通過一個字符串參數構造 String 對象，實際上將形參的 value 和 hash 賦值給實例對象作爲初始化，相當於深拷貝了一個形參String對象，源碼如下：

1  public String(String original) {
2        this.value = original.value;
3        this.hash = original.hash;
4    }

通過字符數組去構建一個新的String對象，這裏使用 Arrays.copyOf 方法拷貝字符數組

1 public String(char value[]) {
2        this.value = Arrays.copyOf(value, value.length);
3    }

在源字符數組基礎上，通過偏移量(起始位置)和字符數量，截取構建一個新的String對象。

 1public String(char value[], int offset, int count) {
 2        //如果偏移量小於0，則拋出越界異常
 3        if (offset < 0) {
 4            throw new StringIndexOutOfBoundsException(offset);
 5        }
 6        if (count <= 0) {
 7            //如果字符數量小於0，則拋出越界異常
 8            if (count < 0) {
 9                throw new StringIndexOutOfBoundsException(count);
10            }
11            //在截取的字符數量爲0的情況下，偏移量在字符串長度範圍內，則返回空字符
12            if (offset <= value.length) {
13                this.value = "".value;
14                return;
15            }
16        }
17        // Note: offset or count might be near -1>>>1.
18        //如果偏移量大於字符總長度-截取的字符長度，則拋出越界異常
19        if (offset > value.length - count) {
20            throw new StringIndexOutOfBoundsException(offset + count);
21        }
22        //使用Arrays.copyOfRange靜態方法，截取一定範圍的字符數組，從offset開始，長度爲offset+count，賦值給當前實例的字符數組
23        this.value = Arrays.copyOfRange(value, offset, offset+count);
24    }

在源整數數組的基礎上，通過偏移量(起始位置)和字符數量，截取構建一個新的String對象。

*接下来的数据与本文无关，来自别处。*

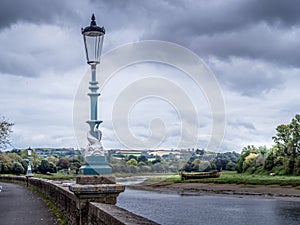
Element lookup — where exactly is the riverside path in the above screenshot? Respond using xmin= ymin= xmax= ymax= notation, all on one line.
xmin=0 ymin=182 xmax=58 ymax=225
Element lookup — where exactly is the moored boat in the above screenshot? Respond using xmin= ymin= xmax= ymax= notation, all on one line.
xmin=179 ymin=170 xmax=220 ymax=180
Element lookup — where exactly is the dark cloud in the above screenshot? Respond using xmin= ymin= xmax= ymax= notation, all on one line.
xmin=0 ymin=0 xmax=299 ymax=91
xmin=141 ymin=0 xmax=300 ymax=37
xmin=131 ymin=0 xmax=300 ymax=68
xmin=0 ymin=0 xmax=80 ymax=29
xmin=247 ymin=0 xmax=300 ymax=26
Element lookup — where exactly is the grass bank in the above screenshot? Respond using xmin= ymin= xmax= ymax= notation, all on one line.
xmin=163 ymin=171 xmax=300 ymax=187
xmin=2 ymin=172 xmax=299 ymax=187
xmin=0 ymin=173 xmax=77 ymax=180
xmin=34 ymin=173 xmax=76 ymax=180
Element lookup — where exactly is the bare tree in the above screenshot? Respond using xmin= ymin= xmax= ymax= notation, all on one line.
xmin=0 ymin=116 xmax=14 ymax=150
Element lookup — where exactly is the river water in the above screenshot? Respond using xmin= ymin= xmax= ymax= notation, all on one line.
xmin=116 ymin=183 xmax=300 ymax=225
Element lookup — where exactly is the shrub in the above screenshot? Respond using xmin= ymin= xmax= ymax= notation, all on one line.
xmin=12 ymin=162 xmax=25 ymax=175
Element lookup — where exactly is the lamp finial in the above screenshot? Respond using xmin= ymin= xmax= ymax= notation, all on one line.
xmin=91 ymin=14 xmax=96 ymax=26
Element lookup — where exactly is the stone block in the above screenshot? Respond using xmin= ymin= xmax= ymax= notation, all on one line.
xmin=76 ymin=175 xmax=116 ymax=185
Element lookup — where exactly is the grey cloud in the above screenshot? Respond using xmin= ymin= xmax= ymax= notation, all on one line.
xmin=0 ymin=0 xmax=79 ymax=29
xmin=207 ymin=57 xmax=286 ymax=96
xmin=0 ymin=0 xmax=86 ymax=77
xmin=0 ymin=23 xmax=83 ymax=77
xmin=191 ymin=22 xmax=300 ymax=68
xmin=229 ymin=120 xmax=256 ymax=131
xmin=134 ymin=0 xmax=300 ymax=67
xmin=246 ymin=0 xmax=300 ymax=26
xmin=144 ymin=0 xmax=300 ymax=37
xmin=2 ymin=0 xmax=300 ymax=77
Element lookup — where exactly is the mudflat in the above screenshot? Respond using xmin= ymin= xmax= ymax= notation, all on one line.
xmin=130 ymin=180 xmax=300 ymax=200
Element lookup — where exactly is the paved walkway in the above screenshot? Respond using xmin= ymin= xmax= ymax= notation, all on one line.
xmin=0 ymin=182 xmax=59 ymax=225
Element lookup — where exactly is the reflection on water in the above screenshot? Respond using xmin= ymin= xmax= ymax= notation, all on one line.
xmin=116 ymin=176 xmax=147 ymax=186
xmin=117 ymin=189 xmax=300 ymax=225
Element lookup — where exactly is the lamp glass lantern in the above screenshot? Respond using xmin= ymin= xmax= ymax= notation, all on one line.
xmin=28 ymin=147 xmax=32 ymax=156
xmin=82 ymin=14 xmax=105 ymax=65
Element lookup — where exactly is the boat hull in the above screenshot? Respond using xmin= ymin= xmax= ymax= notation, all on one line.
xmin=180 ymin=171 xmax=220 ymax=180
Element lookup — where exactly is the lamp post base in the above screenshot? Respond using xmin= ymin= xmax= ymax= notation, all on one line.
xmin=79 ymin=155 xmax=112 ymax=175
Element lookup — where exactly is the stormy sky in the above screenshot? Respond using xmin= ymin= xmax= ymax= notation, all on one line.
xmin=0 ymin=0 xmax=299 ymax=152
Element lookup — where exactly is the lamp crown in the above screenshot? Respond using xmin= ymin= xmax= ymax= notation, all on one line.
xmin=82 ymin=14 xmax=105 ymax=35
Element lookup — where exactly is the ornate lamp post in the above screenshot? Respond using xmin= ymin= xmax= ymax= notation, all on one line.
xmin=69 ymin=16 xmax=124 ymax=221
xmin=79 ymin=14 xmax=112 ymax=175
xmin=26 ymin=147 xmax=33 ymax=177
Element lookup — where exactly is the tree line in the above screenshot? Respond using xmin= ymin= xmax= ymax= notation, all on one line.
xmin=180 ymin=149 xmax=240 ymax=172
xmin=1 ymin=114 xmax=299 ymax=176
xmin=0 ymin=149 xmax=82 ymax=175
xmin=109 ymin=154 xmax=188 ymax=174
xmin=236 ymin=114 xmax=300 ymax=175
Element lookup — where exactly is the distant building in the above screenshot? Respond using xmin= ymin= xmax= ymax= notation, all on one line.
xmin=34 ymin=148 xmax=81 ymax=158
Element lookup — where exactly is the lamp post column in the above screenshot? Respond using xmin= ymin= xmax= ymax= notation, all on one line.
xmin=87 ymin=64 xmax=102 ymax=138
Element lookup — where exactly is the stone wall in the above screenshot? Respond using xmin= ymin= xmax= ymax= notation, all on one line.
xmin=0 ymin=176 xmax=158 ymax=225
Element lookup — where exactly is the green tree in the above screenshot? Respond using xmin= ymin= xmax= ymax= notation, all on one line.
xmin=192 ymin=158 xmax=201 ymax=171
xmin=12 ymin=162 xmax=24 ymax=175
xmin=243 ymin=153 xmax=258 ymax=174
xmin=127 ymin=158 xmax=138 ymax=166
xmin=236 ymin=146 xmax=256 ymax=173
xmin=0 ymin=154 xmax=13 ymax=174
xmin=47 ymin=155 xmax=58 ymax=165
xmin=236 ymin=145 xmax=267 ymax=174
xmin=199 ymin=160 xmax=212 ymax=172
xmin=151 ymin=163 xmax=165 ymax=173
xmin=7 ymin=152 xmax=22 ymax=163
xmin=137 ymin=155 xmax=148 ymax=164
xmin=21 ymin=159 xmax=28 ymax=172
xmin=31 ymin=152 xmax=42 ymax=173
xmin=294 ymin=157 xmax=300 ymax=175
xmin=69 ymin=158 xmax=81 ymax=173
xmin=151 ymin=156 xmax=161 ymax=164
xmin=48 ymin=162 xmax=57 ymax=173
xmin=38 ymin=159 xmax=51 ymax=174
xmin=264 ymin=150 xmax=275 ymax=171
xmin=225 ymin=161 xmax=236 ymax=171
xmin=127 ymin=155 xmax=137 ymax=161
xmin=214 ymin=152 xmax=239 ymax=171
xmin=57 ymin=158 xmax=70 ymax=170
xmin=0 ymin=117 xmax=14 ymax=150
xmin=272 ymin=114 xmax=300 ymax=174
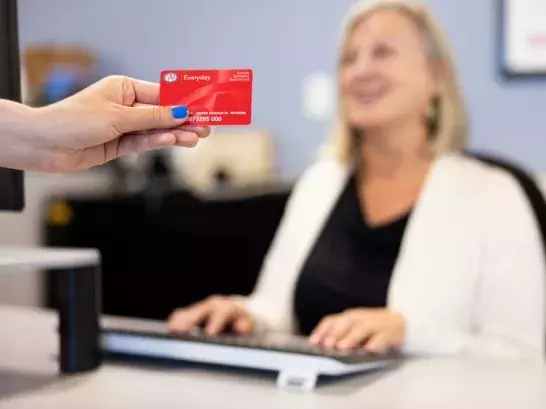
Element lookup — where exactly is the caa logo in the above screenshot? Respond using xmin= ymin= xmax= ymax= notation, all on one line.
xmin=163 ymin=72 xmax=179 ymax=83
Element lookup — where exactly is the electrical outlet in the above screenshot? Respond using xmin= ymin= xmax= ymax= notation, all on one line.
xmin=302 ymin=72 xmax=335 ymax=121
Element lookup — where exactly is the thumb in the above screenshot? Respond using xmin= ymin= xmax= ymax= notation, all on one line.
xmin=115 ymin=105 xmax=189 ymax=134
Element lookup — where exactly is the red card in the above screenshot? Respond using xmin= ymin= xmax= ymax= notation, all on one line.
xmin=159 ymin=69 xmax=253 ymax=126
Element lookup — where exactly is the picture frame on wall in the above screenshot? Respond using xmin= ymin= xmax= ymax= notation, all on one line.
xmin=499 ymin=0 xmax=546 ymax=79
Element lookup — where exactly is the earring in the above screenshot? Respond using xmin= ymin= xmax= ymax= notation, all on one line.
xmin=426 ymin=98 xmax=440 ymax=138
xmin=426 ymin=102 xmax=437 ymax=121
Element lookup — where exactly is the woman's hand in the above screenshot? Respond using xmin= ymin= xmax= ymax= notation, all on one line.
xmin=309 ymin=308 xmax=405 ymax=353
xmin=167 ymin=295 xmax=254 ymax=336
xmin=0 ymin=75 xmax=210 ymax=173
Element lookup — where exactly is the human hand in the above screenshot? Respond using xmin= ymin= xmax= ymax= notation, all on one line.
xmin=167 ymin=295 xmax=254 ymax=336
xmin=32 ymin=75 xmax=210 ymax=173
xmin=309 ymin=308 xmax=405 ymax=353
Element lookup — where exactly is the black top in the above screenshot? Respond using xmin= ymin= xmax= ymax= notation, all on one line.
xmin=293 ymin=174 xmax=410 ymax=335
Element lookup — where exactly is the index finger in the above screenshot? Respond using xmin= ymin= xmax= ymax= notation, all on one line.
xmin=169 ymin=303 xmax=212 ymax=333
xmin=130 ymin=78 xmax=161 ymax=105
xmin=205 ymin=305 xmax=237 ymax=335
xmin=309 ymin=315 xmax=336 ymax=344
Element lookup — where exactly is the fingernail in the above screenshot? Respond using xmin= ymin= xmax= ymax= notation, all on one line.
xmin=171 ymin=106 xmax=188 ymax=119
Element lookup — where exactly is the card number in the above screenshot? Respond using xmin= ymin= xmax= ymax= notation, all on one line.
xmin=188 ymin=116 xmax=222 ymax=123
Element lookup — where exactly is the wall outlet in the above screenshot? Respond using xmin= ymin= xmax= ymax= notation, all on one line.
xmin=302 ymin=72 xmax=335 ymax=121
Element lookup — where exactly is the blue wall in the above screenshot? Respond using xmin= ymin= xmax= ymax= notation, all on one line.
xmin=18 ymin=0 xmax=546 ymax=177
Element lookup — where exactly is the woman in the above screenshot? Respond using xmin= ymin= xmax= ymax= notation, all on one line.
xmin=168 ymin=0 xmax=546 ymax=362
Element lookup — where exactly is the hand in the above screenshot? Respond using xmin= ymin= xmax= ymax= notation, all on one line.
xmin=31 ymin=75 xmax=210 ymax=172
xmin=309 ymin=308 xmax=405 ymax=353
xmin=167 ymin=295 xmax=254 ymax=336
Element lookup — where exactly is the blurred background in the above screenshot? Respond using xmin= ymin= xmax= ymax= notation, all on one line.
xmin=0 ymin=0 xmax=545 ymax=319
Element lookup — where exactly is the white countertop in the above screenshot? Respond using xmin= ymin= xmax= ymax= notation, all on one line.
xmin=0 ymin=246 xmax=99 ymax=272
xmin=0 ymin=306 xmax=545 ymax=409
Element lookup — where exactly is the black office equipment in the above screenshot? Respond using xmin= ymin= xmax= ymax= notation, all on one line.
xmin=56 ymin=264 xmax=103 ymax=374
xmin=101 ymin=316 xmax=400 ymax=391
xmin=0 ymin=247 xmax=103 ymax=374
xmin=44 ymin=187 xmax=291 ymax=319
xmin=0 ymin=0 xmax=25 ymax=211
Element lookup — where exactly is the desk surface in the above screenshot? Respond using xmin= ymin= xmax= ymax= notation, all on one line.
xmin=0 ymin=246 xmax=99 ymax=271
xmin=1 ymin=306 xmax=546 ymax=409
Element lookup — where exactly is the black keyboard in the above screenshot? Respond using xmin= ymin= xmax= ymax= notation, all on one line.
xmin=103 ymin=326 xmax=400 ymax=365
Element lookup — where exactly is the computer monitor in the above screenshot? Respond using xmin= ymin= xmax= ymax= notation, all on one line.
xmin=0 ymin=0 xmax=25 ymax=211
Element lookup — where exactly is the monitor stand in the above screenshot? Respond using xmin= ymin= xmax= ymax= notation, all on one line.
xmin=0 ymin=246 xmax=102 ymax=374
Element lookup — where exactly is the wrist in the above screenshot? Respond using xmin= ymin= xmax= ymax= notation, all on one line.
xmin=0 ymin=100 xmax=51 ymax=171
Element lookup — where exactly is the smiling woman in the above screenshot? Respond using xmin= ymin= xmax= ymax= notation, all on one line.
xmin=329 ymin=0 xmax=467 ymax=164
xmin=167 ymin=0 xmax=546 ymax=363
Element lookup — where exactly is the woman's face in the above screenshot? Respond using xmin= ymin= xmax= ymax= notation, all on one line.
xmin=340 ymin=10 xmax=439 ymax=130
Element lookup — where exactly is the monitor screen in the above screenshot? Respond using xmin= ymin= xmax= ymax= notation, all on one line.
xmin=0 ymin=0 xmax=24 ymax=211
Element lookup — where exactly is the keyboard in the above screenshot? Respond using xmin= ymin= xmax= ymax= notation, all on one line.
xmin=101 ymin=317 xmax=401 ymax=391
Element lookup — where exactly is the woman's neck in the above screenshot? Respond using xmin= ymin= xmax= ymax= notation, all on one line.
xmin=359 ymin=121 xmax=433 ymax=181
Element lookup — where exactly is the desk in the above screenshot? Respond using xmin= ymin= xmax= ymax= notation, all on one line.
xmin=1 ymin=307 xmax=545 ymax=409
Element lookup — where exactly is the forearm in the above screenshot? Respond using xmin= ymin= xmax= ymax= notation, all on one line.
xmin=0 ymin=99 xmax=48 ymax=171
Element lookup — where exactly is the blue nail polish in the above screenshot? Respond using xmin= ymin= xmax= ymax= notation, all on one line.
xmin=171 ymin=106 xmax=188 ymax=119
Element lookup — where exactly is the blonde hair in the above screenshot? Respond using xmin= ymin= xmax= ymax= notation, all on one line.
xmin=323 ymin=0 xmax=468 ymax=165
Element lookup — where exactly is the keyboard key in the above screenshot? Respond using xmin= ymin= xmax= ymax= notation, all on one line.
xmin=159 ymin=327 xmax=392 ymax=361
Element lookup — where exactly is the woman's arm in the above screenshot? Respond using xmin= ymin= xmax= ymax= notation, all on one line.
xmin=0 ymin=99 xmax=41 ymax=170
xmin=0 ymin=76 xmax=209 ymax=173
xmin=232 ymin=159 xmax=340 ymax=333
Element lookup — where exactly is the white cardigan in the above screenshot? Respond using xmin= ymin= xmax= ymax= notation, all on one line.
xmin=235 ymin=153 xmax=546 ymax=362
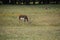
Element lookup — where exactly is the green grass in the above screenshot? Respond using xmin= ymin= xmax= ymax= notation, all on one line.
xmin=0 ymin=4 xmax=60 ymax=40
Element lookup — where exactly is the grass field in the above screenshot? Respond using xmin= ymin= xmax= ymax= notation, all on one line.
xmin=0 ymin=4 xmax=60 ymax=40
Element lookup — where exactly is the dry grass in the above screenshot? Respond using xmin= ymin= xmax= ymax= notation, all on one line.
xmin=0 ymin=5 xmax=60 ymax=40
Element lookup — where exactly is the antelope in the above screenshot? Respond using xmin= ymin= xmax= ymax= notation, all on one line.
xmin=19 ymin=15 xmax=28 ymax=22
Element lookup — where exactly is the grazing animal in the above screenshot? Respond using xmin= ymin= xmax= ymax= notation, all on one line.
xmin=19 ymin=15 xmax=28 ymax=22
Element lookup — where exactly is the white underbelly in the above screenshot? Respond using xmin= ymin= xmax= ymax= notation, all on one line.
xmin=20 ymin=18 xmax=25 ymax=21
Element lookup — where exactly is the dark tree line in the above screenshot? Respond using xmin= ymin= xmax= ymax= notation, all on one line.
xmin=0 ymin=0 xmax=60 ymax=4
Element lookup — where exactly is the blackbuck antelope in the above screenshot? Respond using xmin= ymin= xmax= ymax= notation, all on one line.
xmin=19 ymin=15 xmax=28 ymax=22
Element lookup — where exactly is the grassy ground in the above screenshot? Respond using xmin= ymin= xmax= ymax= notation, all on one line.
xmin=0 ymin=4 xmax=60 ymax=40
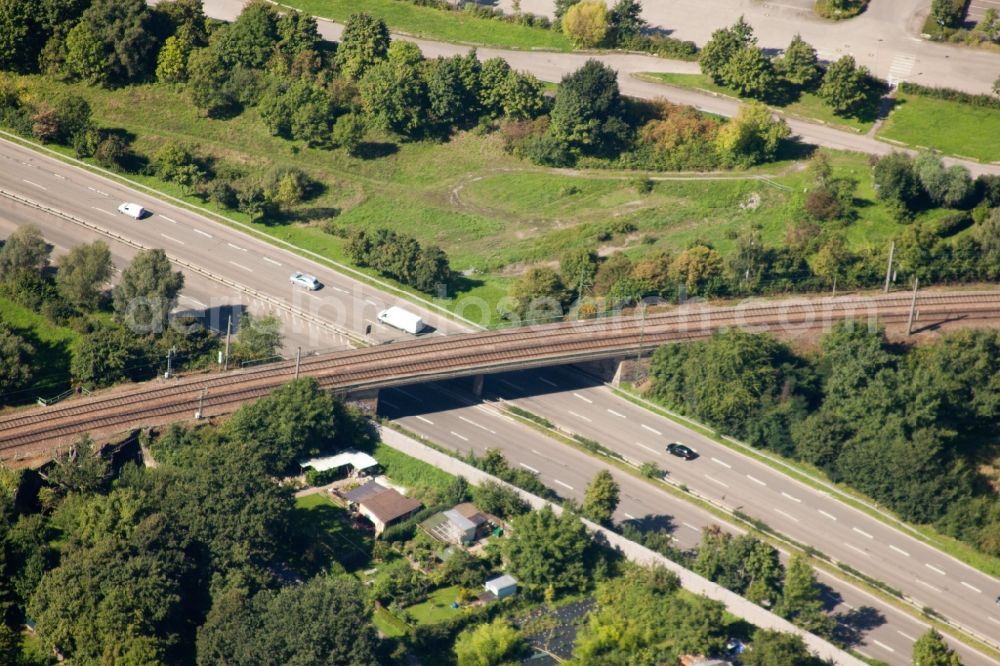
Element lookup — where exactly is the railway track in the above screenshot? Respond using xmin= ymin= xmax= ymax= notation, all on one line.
xmin=3 ymin=291 xmax=999 ymax=464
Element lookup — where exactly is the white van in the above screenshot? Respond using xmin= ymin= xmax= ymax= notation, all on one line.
xmin=377 ymin=307 xmax=425 ymax=335
xmin=117 ymin=202 xmax=145 ymax=219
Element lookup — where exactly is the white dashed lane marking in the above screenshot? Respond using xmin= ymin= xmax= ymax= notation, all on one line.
xmin=747 ymin=475 xmax=766 ymax=486
xmin=711 ymin=457 xmax=731 ymax=468
xmin=641 ymin=424 xmax=661 ymax=435
xmin=774 ymin=508 xmax=799 ymax=523
xmin=415 ymin=415 xmax=433 ymax=425
xmin=520 ymin=462 xmax=539 ymax=474
xmin=852 ymin=527 xmax=873 ymax=539
xmin=925 ymin=563 xmax=946 ymax=576
xmin=554 ymin=479 xmax=574 ymax=490
xmin=889 ymin=545 xmax=909 ymax=557
xmin=818 ymin=509 xmax=838 ymax=521
xmin=193 ymin=228 xmax=213 ymax=238
xmin=22 ymin=179 xmax=46 ymax=190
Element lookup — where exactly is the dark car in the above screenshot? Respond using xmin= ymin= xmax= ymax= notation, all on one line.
xmin=666 ymin=442 xmax=698 ymax=460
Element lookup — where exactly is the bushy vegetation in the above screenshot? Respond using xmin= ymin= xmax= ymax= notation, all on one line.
xmin=0 ymin=225 xmax=227 ymax=403
xmin=700 ymin=19 xmax=882 ymax=121
xmin=646 ymin=325 xmax=1000 ymax=557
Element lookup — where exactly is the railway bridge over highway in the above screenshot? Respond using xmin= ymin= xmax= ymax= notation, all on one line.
xmin=2 ymin=290 xmax=999 ymax=466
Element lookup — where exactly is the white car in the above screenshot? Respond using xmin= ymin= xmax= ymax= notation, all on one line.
xmin=289 ymin=272 xmax=321 ymax=290
xmin=117 ymin=202 xmax=145 ymax=219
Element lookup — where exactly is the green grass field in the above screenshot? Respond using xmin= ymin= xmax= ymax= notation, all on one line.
xmin=402 ymin=584 xmax=464 ymax=624
xmin=0 ymin=296 xmax=79 ymax=403
xmin=291 ymin=493 xmax=374 ymax=573
xmin=5 ymin=75 xmax=927 ymax=327
xmin=282 ymin=0 xmax=572 ymax=51
xmin=877 ymin=91 xmax=1000 ymax=162
xmin=639 ymin=72 xmax=874 ymax=133
xmin=373 ymin=442 xmax=457 ymax=497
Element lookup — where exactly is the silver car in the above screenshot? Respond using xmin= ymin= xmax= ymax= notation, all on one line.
xmin=289 ymin=272 xmax=320 ymax=290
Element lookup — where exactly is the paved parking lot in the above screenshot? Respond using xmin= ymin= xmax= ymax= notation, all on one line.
xmin=966 ymin=0 xmax=1000 ymax=24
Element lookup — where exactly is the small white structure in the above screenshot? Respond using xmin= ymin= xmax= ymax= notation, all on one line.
xmin=300 ymin=449 xmax=379 ymax=479
xmin=484 ymin=574 xmax=518 ymax=600
xmin=377 ymin=306 xmax=425 ymax=334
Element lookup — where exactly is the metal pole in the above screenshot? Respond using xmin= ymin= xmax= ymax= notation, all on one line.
xmin=196 ymin=388 xmax=206 ymax=419
xmin=637 ymin=302 xmax=647 ymax=365
xmin=832 ymin=277 xmax=837 ymax=297
xmin=165 ymin=347 xmax=174 ymax=379
xmin=906 ymin=276 xmax=919 ymax=335
xmin=224 ymin=315 xmax=232 ymax=371
xmin=295 ymin=347 xmax=301 ymax=379
xmin=884 ymin=241 xmax=895 ymax=293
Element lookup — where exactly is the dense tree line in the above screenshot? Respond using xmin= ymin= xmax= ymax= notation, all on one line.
xmin=700 ymin=18 xmax=882 ymax=120
xmin=0 ymin=225 xmax=287 ymax=403
xmin=346 ymin=228 xmax=451 ymax=294
xmin=647 ymin=325 xmax=1000 ymax=556
xmin=0 ymin=378 xmax=381 ymax=664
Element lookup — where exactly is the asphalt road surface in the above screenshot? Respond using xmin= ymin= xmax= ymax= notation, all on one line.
xmin=0 ymin=137 xmax=465 ymax=351
xmin=379 ymin=379 xmax=997 ymax=666
xmin=195 ymin=0 xmax=1000 ymax=178
xmin=506 ymin=0 xmax=1000 ymax=95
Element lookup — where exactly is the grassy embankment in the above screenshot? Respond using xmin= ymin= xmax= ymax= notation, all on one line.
xmin=878 ymin=90 xmax=1000 ymax=162
xmin=0 ymin=296 xmax=80 ymax=402
xmin=281 ymin=0 xmax=572 ymax=51
xmin=6 ymin=75 xmax=943 ymax=327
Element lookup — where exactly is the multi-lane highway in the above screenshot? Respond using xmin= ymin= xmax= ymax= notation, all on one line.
xmin=0 ymin=137 xmax=464 ymax=350
xmin=380 ymin=378 xmax=997 ymax=666
xmin=2 ymin=114 xmax=999 ymax=666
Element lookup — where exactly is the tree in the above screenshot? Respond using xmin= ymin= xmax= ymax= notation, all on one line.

這裏的整數數組表示字符對應的ASCII整數值

 1    public String(int[] codePoints, int offset, int count) {
 2    //如果偏移量小於0，則拋出越界異常
 3    if (offset < 0) {
 4        throw new StringIndexOutOfBoundsException(offset);
 5    }
 6    if (count <= 0) {
 7        //如果字符數量小於0，則拋出越界異常
 8        if (count < 0) {
 9            throw new StringIndexOutOfBoundsException(count);
10        }
11        //在截取的字符數量爲0的情況下，偏移量在字符串長度範圍內，則返回空字符
12        if (offset <= codePoints.length) {
13            this.value = "".value;
14            return;
15        }
16    }
17    // Note: offset or count might be near -1>>>1.
18    如果偏移量大於字符總長度-截取的字符長度，則拋出越界異常
19    //if (offset > codePoints.length - count) {
20        throw new StringIndexOutOfBoundsException(offset + count);
21    }
22    final int end = offset + count;
23    // 這段邏輯是計算出字符數組的精確大小n,過濾掉一些不合法的int數據
24    int n = count;
25    for (int i = offset; i < end; i++) {
26        int c = codePoints[i];
27        if (Character.isBmpCodePoint(c))
28            continue;
29        else if (Character.isValidCodePoint(c))
30            n++;
31        else throw new IllegalArgumentException(Integer.toString(c));
32    }
33    // 按照上一步驟計算出來的數組大小初始化數組
34    final char[] v = new char[n];
35    //遍歷填充字符數組
36    for (int i = offset, j = 0; i < end; i++, j++) {
37        int c = codePoints[i];
38        if (Character.isBmpCodePoint(c))
39            v[j] = (char)c;
40        else
41            Character.toSurrogates(c, v, j++);
42    }
43    //賦值給當前實例的字符數組
44    this.value = v;
45}

通過源字節數組，按照一定範圍，從offset開始截取length個長度，初始化 String 實例，同時可以指定字符編碼。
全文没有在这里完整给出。